Best Adapted Screenplay

The Social Network

  • “127 Hours”, Danny Boyle and Simon Beaufoy
  • “The Social Network”, Aaron Sorkin
  • “Toy Story 3”, John Lasseter, Andrew Stanton and Lee Unkrich
  • “True Grit”, Joel and Ethan Coen
  • “Winter’s Bone”, Debra Granik and Anne Rosellini

Best Animated Feature Film

Toy Story 3

  • “How to Train Your Dragon”
  • “Illusionist”
  • Toy Story 3″

Best Animated Short Film

The Lost Thing

  • “Day & Night” – Teddy Newton
  • “The Gruffalo” – Jakob Schuh and Max Lang
  • “Let’s Pollute” – Geefwee Boedoe
  • “The Lost Thing” – Shaun Tan and Andrew Ruhemann
  • “Masagascar, carnet de voyage” – Bastien Dubois

Best Supporting Actress

The Fighter

  • Amy Adams, “The Fighter”
  • Helena Bonham Carter, “The King’s Speech”
  • Melissa Leo, “The Fighter”
  • Hailee Steinfeld, “True Grit”
  • Jacki Weaver, “Animal Kingdom”

Best Cinematography


  • “Black Swan”
    Matthew Libatique
  • “Inception”
    Wally Pfister
  • “The King’s Speech”
    Danny Coen
  • “The Social Network”
    Jeff Cronenweth
  • “True Grit”
    Roger Deakins

Best Art Direction

Alice in Wonderland

  • “Alice in Wonderland”
    Production Design: Robert Stromberg; Set Decoration: Karen O’Hara

  • “Harry Potter and the Deathly Hollows: Part 1”
    Production Design: Stuart Craig; Set Decoration: Stephenie McMillan
  • “Inception”
    Production Design: Guy Hendrix Dyas; Set Decoration: Larry Dias and Doug Mowat
  • “The King’s Speech”
    Production Design: Eve Stewart; Set Decoration: Judy Farr
  • “True Grit”
    Production Design: Jess Gonchor; Set Decoration: Nancy Haigh

3 thoughts on “Oscars 2011: ‘The King’s Speech’, Colin Firth, Natalie Portman Take Highest Honors and Other Winners”

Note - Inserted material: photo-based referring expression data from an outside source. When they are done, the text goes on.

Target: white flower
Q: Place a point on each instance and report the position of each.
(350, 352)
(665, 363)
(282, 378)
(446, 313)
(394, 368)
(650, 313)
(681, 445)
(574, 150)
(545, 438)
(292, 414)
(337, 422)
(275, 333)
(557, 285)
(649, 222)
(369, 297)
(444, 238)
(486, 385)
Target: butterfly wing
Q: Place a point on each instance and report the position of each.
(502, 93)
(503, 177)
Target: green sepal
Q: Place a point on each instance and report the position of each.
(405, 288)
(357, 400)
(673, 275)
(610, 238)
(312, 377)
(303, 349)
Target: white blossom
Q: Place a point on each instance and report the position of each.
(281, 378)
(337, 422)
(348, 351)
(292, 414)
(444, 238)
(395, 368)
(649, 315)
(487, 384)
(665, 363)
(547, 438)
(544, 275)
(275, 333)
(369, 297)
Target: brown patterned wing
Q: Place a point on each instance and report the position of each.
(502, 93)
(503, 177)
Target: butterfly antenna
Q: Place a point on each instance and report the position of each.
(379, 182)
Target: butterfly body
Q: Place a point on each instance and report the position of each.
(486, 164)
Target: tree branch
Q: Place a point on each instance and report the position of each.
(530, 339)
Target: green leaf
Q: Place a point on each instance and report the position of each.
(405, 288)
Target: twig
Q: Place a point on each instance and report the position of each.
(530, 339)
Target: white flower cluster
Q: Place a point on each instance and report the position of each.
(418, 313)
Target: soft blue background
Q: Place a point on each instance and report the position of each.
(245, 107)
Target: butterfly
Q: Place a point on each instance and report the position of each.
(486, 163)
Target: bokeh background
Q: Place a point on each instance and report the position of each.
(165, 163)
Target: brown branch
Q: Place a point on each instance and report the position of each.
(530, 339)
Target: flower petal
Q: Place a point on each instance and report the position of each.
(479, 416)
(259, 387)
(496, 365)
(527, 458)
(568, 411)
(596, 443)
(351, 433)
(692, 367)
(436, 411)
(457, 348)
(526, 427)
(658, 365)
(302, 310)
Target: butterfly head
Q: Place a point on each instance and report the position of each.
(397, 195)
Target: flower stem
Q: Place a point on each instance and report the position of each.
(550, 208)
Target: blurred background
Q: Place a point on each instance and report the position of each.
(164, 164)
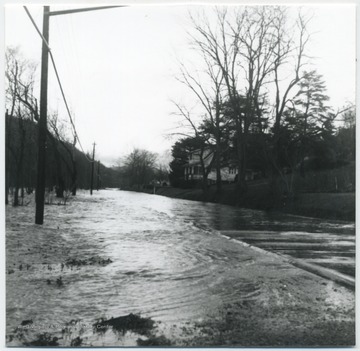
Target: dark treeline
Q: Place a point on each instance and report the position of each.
(259, 108)
(67, 168)
(21, 163)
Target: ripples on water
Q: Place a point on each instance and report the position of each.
(168, 260)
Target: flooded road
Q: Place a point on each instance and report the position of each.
(118, 253)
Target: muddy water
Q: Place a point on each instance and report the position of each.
(163, 258)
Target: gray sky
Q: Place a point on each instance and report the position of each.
(118, 66)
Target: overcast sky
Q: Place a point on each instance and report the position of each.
(118, 66)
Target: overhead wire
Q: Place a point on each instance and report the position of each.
(58, 79)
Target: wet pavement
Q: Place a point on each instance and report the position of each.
(119, 253)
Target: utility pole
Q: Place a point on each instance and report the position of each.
(40, 186)
(92, 170)
(98, 182)
(41, 179)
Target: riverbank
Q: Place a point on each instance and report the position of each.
(338, 206)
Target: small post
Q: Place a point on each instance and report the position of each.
(92, 170)
(98, 180)
(40, 186)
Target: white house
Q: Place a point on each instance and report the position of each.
(193, 169)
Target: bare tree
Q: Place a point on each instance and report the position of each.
(59, 136)
(253, 47)
(204, 146)
(21, 106)
(140, 166)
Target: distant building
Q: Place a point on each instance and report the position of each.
(229, 173)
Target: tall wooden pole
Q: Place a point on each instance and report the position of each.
(98, 180)
(92, 170)
(41, 179)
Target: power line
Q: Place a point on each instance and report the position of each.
(58, 79)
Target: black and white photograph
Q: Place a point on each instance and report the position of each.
(179, 175)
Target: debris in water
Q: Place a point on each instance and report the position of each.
(90, 261)
(76, 342)
(44, 340)
(131, 322)
(154, 341)
(27, 322)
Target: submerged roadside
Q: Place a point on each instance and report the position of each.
(126, 269)
(337, 206)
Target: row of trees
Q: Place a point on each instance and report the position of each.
(140, 169)
(257, 103)
(67, 167)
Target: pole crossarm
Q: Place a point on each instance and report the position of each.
(66, 12)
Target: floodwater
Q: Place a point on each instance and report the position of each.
(119, 252)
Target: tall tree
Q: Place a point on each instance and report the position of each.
(21, 106)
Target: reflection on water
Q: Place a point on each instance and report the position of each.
(168, 259)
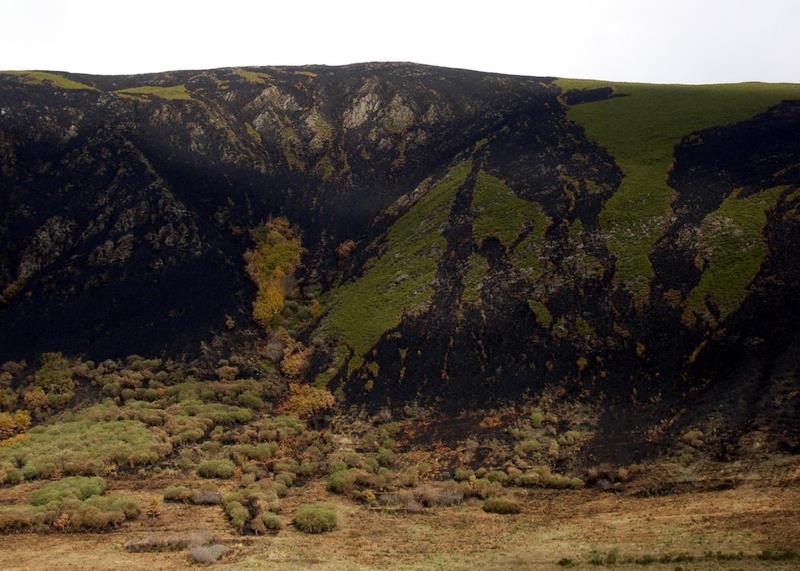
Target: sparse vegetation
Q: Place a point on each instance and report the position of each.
(501, 214)
(733, 248)
(167, 93)
(215, 469)
(86, 448)
(641, 130)
(315, 519)
(49, 79)
(399, 281)
(270, 265)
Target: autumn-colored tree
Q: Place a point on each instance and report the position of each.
(276, 255)
(13, 424)
(35, 399)
(307, 400)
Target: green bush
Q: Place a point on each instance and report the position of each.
(501, 506)
(85, 447)
(237, 514)
(215, 469)
(177, 494)
(315, 519)
(75, 488)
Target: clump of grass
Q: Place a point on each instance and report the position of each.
(474, 275)
(202, 496)
(75, 488)
(641, 130)
(169, 543)
(734, 249)
(400, 280)
(255, 77)
(85, 448)
(169, 93)
(501, 506)
(222, 468)
(502, 214)
(315, 519)
(47, 78)
(65, 513)
(542, 477)
(207, 554)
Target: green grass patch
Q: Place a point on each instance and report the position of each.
(476, 270)
(501, 214)
(641, 130)
(400, 280)
(733, 245)
(169, 93)
(85, 447)
(70, 488)
(249, 76)
(315, 519)
(46, 78)
(215, 469)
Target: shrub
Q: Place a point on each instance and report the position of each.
(35, 398)
(55, 374)
(501, 506)
(237, 514)
(436, 496)
(386, 457)
(215, 469)
(85, 448)
(75, 487)
(207, 554)
(480, 488)
(177, 494)
(276, 254)
(271, 521)
(307, 400)
(315, 519)
(346, 481)
(264, 523)
(693, 438)
(13, 424)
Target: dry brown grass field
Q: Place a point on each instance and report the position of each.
(553, 527)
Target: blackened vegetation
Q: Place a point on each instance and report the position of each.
(124, 219)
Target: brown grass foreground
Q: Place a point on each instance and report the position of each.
(553, 525)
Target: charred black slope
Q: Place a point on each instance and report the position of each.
(636, 245)
(126, 200)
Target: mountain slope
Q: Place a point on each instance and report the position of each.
(469, 237)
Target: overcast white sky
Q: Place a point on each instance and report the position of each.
(681, 41)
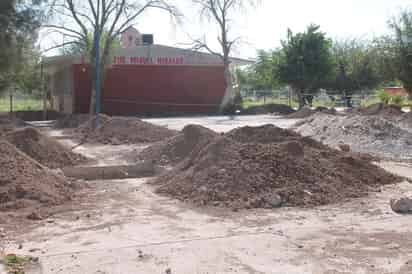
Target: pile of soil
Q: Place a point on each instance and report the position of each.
(406, 120)
(43, 149)
(239, 172)
(71, 121)
(369, 134)
(279, 109)
(8, 123)
(380, 109)
(176, 148)
(121, 130)
(302, 113)
(25, 183)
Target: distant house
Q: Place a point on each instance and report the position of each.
(396, 91)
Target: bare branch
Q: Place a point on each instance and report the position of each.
(62, 28)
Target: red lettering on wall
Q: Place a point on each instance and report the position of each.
(140, 60)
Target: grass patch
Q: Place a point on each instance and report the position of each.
(21, 104)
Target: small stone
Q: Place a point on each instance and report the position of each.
(34, 250)
(274, 201)
(34, 216)
(401, 206)
(344, 147)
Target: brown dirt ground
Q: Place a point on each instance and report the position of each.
(8, 123)
(245, 169)
(269, 108)
(71, 121)
(176, 148)
(25, 183)
(379, 109)
(302, 113)
(43, 149)
(122, 130)
(373, 134)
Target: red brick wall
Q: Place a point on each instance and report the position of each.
(133, 90)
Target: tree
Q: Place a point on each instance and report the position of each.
(220, 12)
(93, 18)
(355, 68)
(19, 22)
(307, 63)
(401, 48)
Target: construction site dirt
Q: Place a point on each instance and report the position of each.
(123, 226)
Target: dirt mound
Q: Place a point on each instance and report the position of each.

  1. I usually have trouble getting to into watching the academy awards. I generally find that the more dark and depressing a movie is, the more the academy likes it. I just don’t like going to the movies to be depressed. However, at least “The Kind’s Speech” was somewhat uplifting in its message. Better than other recent year’s winners.

  2. @income and growth ……….you are right ………I just don’t like going to the movies to be depressed. ……….“The Kind’s Speech” was somewhat uplifting in its message.That is definitely better than other recent year’s winners.

  3. @income and growth ……….you are right ………I just don’t like going to the movies to be depressed. ……….“The Kind’s Speech” was somewhat uplifting in its message.That is definitely better than other recent year’s winners.